Parce que tout seul n’est pas le morceau le plus accrocheur du maxi, à première vue. Néanmoins, au fil des écoutes, la production très réussie, mélancolique et, pourtant, pleine de groove, et le rap de Sim’s prennent toutes leur puissance. Incontestablement, ce titre est celui où Sim’s rappe de la plus belle manière. Rendant son flow plus technique, sans jamais négliger le fond, il fait preuve d’un potentiel terriblement intéressant. On se rend compte, alors, que c’est la première fois que l’on considère – aussi – le rap pour ce qu’il est. Et, séduit, l’auditeur ne peut que regretter que Sim’s n’ait, d’un point de vue strictement technique, mis la barre un peu plus haut tout au long du disque. Bien entendu, il s’agit d’un choix, effectué au regard d’idéaux largement défendables. Mais, en démontrant l’espace d’un titre l’étendue de ses capacités, Sim’s donne envie de plus…
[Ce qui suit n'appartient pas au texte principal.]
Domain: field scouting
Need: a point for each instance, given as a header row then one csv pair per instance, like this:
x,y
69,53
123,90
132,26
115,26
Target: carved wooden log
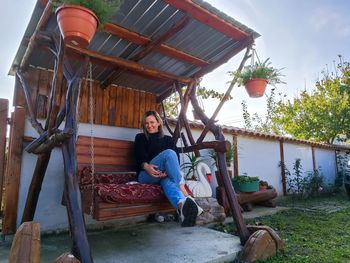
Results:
x,y
54,140
219,146
35,187
80,245
216,130
256,197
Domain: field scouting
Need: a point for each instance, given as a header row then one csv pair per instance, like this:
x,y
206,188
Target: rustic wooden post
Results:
x,y
235,155
313,158
26,244
44,158
283,170
80,245
13,171
216,130
4,108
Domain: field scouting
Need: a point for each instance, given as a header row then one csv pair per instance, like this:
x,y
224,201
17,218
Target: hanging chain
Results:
x,y
254,54
92,150
77,114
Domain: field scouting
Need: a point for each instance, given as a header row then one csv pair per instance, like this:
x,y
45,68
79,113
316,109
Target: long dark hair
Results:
x,y
158,118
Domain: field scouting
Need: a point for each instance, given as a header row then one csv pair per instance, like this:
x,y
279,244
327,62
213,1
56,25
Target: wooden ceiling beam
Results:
x,y
129,65
141,40
238,48
180,24
204,16
248,41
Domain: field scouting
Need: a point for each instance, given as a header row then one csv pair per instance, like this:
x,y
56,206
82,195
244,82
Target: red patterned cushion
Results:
x,y
130,193
105,178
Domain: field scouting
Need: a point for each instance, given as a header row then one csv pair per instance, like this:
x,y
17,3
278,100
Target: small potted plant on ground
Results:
x,y
263,185
245,183
78,19
255,77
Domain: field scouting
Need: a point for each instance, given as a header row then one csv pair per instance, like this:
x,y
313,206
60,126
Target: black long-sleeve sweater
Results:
x,y
145,149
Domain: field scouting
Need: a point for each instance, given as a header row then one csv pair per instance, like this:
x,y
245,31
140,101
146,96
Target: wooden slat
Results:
x,y
148,101
84,102
136,122
44,85
4,108
206,17
18,96
13,171
98,104
118,106
124,115
142,40
112,105
142,105
131,210
131,109
105,106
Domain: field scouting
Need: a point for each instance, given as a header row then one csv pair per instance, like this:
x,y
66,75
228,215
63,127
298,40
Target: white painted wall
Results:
x,y
256,157
298,151
326,164
260,158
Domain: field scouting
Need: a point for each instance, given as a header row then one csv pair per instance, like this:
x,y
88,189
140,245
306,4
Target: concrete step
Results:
x,y
151,242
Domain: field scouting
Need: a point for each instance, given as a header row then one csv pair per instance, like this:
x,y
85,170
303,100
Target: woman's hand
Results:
x,y
152,170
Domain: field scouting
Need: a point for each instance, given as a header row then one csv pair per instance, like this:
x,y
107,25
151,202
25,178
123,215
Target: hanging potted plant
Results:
x,y
245,183
263,185
78,19
256,76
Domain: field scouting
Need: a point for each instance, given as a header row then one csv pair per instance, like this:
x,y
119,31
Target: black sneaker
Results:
x,y
188,213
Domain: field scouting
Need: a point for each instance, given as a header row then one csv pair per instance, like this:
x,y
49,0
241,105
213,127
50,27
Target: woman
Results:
x,y
158,163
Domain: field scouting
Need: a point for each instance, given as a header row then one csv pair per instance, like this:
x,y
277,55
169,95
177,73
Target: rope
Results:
x,y
92,150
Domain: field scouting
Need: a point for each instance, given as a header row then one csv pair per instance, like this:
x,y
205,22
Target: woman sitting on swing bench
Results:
x,y
158,163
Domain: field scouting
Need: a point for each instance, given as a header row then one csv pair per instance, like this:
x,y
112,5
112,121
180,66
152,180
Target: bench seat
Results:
x,y
113,191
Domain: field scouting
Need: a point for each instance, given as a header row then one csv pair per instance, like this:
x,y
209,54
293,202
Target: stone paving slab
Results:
x,y
152,242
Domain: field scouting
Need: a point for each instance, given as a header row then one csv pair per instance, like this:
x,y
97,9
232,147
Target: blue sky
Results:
x,y
301,36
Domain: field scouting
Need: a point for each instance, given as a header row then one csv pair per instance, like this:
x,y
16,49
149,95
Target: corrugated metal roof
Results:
x,y
151,19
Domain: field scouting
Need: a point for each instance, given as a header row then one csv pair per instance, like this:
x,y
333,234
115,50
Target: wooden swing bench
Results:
x,y
112,192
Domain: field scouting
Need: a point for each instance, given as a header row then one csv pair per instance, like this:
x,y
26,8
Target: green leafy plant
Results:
x,y
191,166
314,184
263,183
103,9
260,70
241,179
228,155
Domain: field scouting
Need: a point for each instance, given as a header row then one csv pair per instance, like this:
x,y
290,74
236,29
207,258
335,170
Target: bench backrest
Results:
x,y
109,154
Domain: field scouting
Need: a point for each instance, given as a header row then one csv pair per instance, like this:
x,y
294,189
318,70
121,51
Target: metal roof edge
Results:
x,y
269,136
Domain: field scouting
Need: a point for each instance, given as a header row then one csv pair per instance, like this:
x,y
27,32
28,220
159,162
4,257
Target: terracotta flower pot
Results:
x,y
256,87
262,187
77,24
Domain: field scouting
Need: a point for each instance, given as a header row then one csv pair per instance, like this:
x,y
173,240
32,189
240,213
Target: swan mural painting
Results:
x,y
201,186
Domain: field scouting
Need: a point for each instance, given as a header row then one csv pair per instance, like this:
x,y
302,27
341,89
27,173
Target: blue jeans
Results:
x,y
166,161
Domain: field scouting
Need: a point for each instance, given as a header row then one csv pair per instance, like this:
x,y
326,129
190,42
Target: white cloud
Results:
x,y
330,19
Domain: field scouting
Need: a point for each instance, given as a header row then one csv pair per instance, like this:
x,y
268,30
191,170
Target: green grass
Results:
x,y
315,230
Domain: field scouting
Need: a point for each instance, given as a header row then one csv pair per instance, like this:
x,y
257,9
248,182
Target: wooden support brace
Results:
x,y
54,140
218,146
36,125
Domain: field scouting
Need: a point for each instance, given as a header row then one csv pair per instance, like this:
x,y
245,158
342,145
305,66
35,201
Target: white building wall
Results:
x,y
256,157
298,151
260,158
326,164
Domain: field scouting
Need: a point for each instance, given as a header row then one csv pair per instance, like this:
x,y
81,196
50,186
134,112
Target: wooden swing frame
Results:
x,y
50,136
Est-il usurpé de consacrer un paragraphe au titre qui donne son nom à l’EP? Pas vraiment. En effet, Etats d’hommes, qui clôt l’opus, accueille Sako, la voix des Chiens de Paille. Un évènement, en soi: deux des plus belles plumes de leurs games respectifs se confrontent. Se retrouvent, plutôt, l’espace d’un morceau. S’ensuit, forcément, un déluge de rimes bien pensées et de réflexions intéressantes. Un texte, clamé par deux voix, magnifique. La production du Pacte des Loops, une fois encore, tient toutes ses promesses. L’ambiance est lourde, un rien solennelle. Tout ce qu’il faut. Après, pour tenir, au micro, la comparaison avec Sako… Il en faut beaucoup. Le français, charismatique comme jamais, techniquement irréprochable, se montre intouchable. Et, du coup, la performance de Sim’s en pâtit quelque peu. Moins détendu qu’ailleurs, peut-être crispé par l’occasion, trop appliqué, il n’est pas à son meilleur sur le morceau. Etats d’hommes n’en demeure pas moins un des tous meilleurs titres du disque et une réussite indéniable.
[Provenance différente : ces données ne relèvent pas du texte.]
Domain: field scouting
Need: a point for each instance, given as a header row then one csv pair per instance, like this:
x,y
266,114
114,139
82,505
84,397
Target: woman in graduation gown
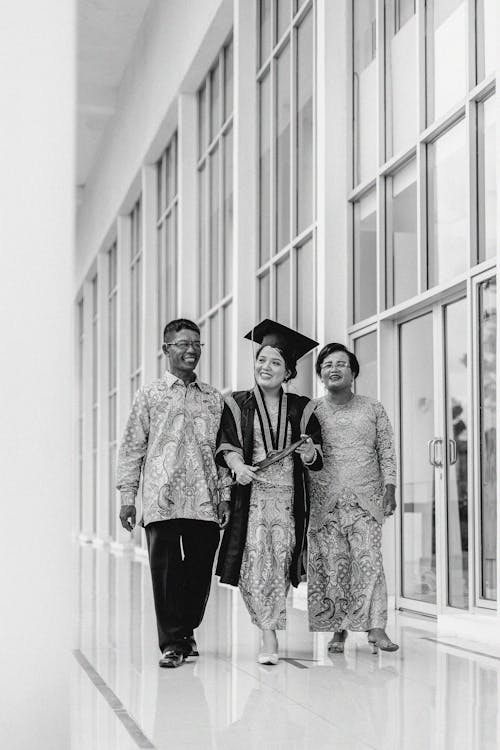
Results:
x,y
261,551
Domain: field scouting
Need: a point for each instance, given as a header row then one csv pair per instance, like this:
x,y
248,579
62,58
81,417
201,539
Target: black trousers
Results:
x,y
181,576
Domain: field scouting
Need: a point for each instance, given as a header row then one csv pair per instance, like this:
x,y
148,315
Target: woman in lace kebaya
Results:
x,y
350,498
261,551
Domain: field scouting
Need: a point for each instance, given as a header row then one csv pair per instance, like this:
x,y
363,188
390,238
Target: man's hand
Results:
x,y
389,500
307,451
224,512
127,517
244,474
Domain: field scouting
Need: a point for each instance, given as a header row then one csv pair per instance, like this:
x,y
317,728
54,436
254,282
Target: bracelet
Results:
x,y
313,459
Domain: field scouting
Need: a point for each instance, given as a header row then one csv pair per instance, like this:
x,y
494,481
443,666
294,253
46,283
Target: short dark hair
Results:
x,y
178,325
290,362
329,349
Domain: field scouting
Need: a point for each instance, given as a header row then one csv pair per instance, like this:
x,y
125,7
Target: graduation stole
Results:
x,y
272,441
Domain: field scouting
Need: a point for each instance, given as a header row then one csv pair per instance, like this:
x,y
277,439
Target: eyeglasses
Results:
x,y
334,365
184,344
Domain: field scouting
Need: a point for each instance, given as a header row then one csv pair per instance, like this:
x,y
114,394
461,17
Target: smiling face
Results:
x,y
336,374
184,355
270,368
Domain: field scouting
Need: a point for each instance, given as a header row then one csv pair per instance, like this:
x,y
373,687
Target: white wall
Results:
x,y
159,68
37,71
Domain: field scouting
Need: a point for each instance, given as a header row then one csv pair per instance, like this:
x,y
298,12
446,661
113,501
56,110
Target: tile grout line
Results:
x,y
114,703
460,648
294,701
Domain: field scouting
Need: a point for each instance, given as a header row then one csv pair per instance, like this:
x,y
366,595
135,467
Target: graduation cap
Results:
x,y
270,333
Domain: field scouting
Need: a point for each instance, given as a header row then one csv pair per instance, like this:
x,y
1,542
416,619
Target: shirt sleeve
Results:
x,y
229,437
133,449
385,446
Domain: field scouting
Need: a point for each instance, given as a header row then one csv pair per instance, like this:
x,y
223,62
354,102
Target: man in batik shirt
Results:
x,y
170,439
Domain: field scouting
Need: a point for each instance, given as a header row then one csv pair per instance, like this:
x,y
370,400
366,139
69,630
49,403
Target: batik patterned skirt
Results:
x,y
346,581
264,575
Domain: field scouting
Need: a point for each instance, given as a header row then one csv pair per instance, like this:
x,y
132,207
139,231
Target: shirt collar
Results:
x,y
170,379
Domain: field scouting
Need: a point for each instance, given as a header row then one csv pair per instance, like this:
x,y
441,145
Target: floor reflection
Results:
x,y
428,695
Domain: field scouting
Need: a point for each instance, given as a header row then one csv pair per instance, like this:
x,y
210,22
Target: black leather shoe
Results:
x,y
171,659
191,646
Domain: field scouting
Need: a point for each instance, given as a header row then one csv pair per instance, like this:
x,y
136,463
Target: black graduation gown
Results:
x,y
236,434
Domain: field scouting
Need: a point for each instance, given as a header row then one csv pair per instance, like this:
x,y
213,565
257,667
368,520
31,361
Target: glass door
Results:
x,y
434,456
417,430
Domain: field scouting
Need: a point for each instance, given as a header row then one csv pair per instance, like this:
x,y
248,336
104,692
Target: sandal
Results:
x,y
383,643
336,644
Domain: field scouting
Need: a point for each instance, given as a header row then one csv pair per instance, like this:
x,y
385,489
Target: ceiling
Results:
x,y
107,30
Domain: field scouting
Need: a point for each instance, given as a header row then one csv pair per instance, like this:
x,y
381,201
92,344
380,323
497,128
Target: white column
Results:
x,y
37,187
333,173
103,499
245,224
187,238
149,321
88,521
123,248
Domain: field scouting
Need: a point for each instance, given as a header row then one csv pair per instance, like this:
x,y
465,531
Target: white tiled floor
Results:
x,y
430,694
Les quelques bémols évoqués plus haut ne doivent tromper personne: ce disque de Sim’s est, pour peu que l’on adhère à sa conception du rap, à sa démarche, très enthousiasmant. D’un point de vue lyrical, comme dirait Sinik, le Jurassien a mis la barre trop haut, seul un avion pourra… Euh, bref. Techniquement parlant, il est capable de beaucoup, mais il choisit souvent de ne pas le montrer, comme pour orienter l’auditeur sur ce qui, pour lui, est primordial dans le rap. Musicalement, le disque est très cohérent, très mélodique et souvent mélancolique. Le Pacte des Loops montre, après avoir mis en son l’Anathorythme de La Vacuna, une autre facette de sa personnalité, facette que l’on ne saurait qu’apprécier. Les invités s’acclimatent fort bien à l’univers de Sim’s et chacun d’eux apporte réellement quelque chose à l’ensemble.
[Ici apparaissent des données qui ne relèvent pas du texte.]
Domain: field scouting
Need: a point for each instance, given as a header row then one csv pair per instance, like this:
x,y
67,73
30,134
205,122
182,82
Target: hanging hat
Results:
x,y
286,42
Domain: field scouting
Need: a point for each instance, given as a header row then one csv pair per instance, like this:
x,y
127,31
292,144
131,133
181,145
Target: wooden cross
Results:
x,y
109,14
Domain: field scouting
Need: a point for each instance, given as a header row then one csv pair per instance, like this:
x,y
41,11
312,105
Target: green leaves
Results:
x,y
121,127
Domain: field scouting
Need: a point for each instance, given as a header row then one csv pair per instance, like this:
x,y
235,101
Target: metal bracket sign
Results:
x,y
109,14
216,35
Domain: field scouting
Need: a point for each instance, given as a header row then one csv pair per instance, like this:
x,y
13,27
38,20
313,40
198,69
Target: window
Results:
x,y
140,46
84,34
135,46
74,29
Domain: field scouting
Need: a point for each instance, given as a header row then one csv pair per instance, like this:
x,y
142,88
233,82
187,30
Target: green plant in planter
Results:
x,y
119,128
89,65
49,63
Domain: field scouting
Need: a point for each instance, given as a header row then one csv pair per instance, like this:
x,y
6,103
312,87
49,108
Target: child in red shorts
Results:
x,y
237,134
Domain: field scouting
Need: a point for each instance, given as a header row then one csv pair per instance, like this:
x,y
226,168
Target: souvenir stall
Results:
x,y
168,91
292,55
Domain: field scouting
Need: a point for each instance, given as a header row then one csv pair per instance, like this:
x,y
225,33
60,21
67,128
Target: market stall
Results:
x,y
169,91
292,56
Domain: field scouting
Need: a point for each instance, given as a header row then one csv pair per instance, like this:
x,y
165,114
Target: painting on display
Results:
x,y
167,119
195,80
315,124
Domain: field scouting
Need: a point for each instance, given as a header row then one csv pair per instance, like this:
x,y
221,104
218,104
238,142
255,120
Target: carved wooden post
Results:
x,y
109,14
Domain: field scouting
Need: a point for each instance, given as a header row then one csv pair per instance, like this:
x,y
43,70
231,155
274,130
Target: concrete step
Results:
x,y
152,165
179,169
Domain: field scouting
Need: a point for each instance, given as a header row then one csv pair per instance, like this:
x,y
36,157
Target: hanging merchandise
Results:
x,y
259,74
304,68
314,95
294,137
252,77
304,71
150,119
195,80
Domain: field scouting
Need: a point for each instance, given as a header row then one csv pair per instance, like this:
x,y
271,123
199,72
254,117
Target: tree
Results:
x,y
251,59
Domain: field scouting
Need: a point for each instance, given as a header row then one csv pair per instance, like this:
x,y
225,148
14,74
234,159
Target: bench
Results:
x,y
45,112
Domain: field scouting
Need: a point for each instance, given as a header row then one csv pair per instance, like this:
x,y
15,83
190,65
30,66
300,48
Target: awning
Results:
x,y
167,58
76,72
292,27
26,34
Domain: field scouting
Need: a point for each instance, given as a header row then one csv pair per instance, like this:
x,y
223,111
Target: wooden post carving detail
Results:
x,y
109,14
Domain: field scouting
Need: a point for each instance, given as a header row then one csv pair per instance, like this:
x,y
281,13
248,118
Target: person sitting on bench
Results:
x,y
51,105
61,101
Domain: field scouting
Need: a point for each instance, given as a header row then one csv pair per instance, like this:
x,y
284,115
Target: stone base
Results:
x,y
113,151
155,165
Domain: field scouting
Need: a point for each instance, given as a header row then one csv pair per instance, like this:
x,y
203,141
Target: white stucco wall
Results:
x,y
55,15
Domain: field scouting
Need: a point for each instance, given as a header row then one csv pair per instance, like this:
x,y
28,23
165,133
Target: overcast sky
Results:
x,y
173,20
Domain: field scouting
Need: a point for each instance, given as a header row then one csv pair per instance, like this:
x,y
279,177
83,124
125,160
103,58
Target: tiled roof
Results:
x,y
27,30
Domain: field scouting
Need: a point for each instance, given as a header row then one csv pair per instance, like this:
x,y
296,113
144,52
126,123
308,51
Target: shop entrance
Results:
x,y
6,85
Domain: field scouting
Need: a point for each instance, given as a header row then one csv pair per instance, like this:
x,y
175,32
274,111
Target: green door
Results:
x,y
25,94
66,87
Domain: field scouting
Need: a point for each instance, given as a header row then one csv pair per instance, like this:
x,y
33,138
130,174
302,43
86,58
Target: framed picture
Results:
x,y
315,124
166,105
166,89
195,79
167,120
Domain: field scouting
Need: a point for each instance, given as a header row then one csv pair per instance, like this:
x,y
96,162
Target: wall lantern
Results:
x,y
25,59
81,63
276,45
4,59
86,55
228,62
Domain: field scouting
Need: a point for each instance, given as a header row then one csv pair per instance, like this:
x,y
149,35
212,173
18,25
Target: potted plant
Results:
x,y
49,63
Au final, cet EP de Sim’s est un disque que l’on se plaira à réécouter. Sa richesse, textuelle et musicale, lui assurera sans doute une longue durée de vie et un vieillissement intéressant. Ce n’est pas un album à écouter avant de sortir crunker sa life en boîte, car la mélancolie qui marque bon nombre des chansons à tendance à être contagieuse. Preuve en est de la réussite de notre rap star jurassienne, il parvient comme personne à transmettre des émotions, des états d’âmes. Ce, qui plus est, à travers des textes qui, bien que denses, demeurent très compréhensibles. Bref. Malgré quelques petits bémols, cette première sortie de Sim’s sur Polak Recordz, c’est du pur kif.